The stars have been aligning for this subject. First, I began reading "Rosalie and Radishes: A History of Long Beach, Mississippi" by Mary Ellen Alexander. Then I learned the Second Annual Long Beach Fest is Saturday, and I plan to attend.
I chose "Rosalie and Radishes" because I wanted to more about the history of The Friendly City (an appropriate slogan), and I am a sucker for local history combined with plenty of old photos.
I knew that radishes had been a big crop for Long Beach back in the day, but the level to which the town shipped out the little red roots surprised me. It was the Radish Capital of America around the turn of the century.
Hmm, I thought. That's a pretty specific honor. Why so many radishes?
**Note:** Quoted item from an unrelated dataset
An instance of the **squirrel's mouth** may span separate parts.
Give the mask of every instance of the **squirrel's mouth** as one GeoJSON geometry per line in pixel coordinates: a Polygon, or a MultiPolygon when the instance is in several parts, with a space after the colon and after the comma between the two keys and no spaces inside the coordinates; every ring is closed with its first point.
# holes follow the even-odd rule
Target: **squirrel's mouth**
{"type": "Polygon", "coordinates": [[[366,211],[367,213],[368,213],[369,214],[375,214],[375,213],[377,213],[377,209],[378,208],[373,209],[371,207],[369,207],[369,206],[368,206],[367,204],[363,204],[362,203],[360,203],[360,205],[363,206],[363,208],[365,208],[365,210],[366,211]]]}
Alexander readily answered my question: "One might ask why the demand for radishes in the northern cities was so great that they were shipped there in rail-car quantities. The answer is that, in the beer parlors and saloons of those cities during pre-prohibition days, radishes were served as an accompaniment to beer, much as pretzels and peanuts are served today."
Well, that makes sense. Not unlike the paprika-sprinkled munchies I recall a certain nightclub (now defunct) in Hattiesburg served back in my college days.
And now for my apology to Long Beach: I'm sorry, but it's just hard for me to appreciate radishes.
A friend loves, loves them. My great-aunt Rubye, who lived in Pittsburgh most of her adult life, just couldn't get enough of them. I remember when she would come to visit us when I was a child, she would even bring her own supply. I distinctly recall her contentedly crunching away on radish slices for a nighttime snack.
I had tried them before but decided "hot, musty attic" was the best way to describe their taste. How could a close relative be so enamoured of them? I took a bite of an offered slice. No, I still got that horseradish kick with a musty flavor.
I asked my mother about it. She smiled, pulled me aside and whispered, "Aunt Rubye is a Yankee now. They like different things."
Decades later, I still can't conjure up a desire for radishes, but my appreciation of Long Beach continues and grows.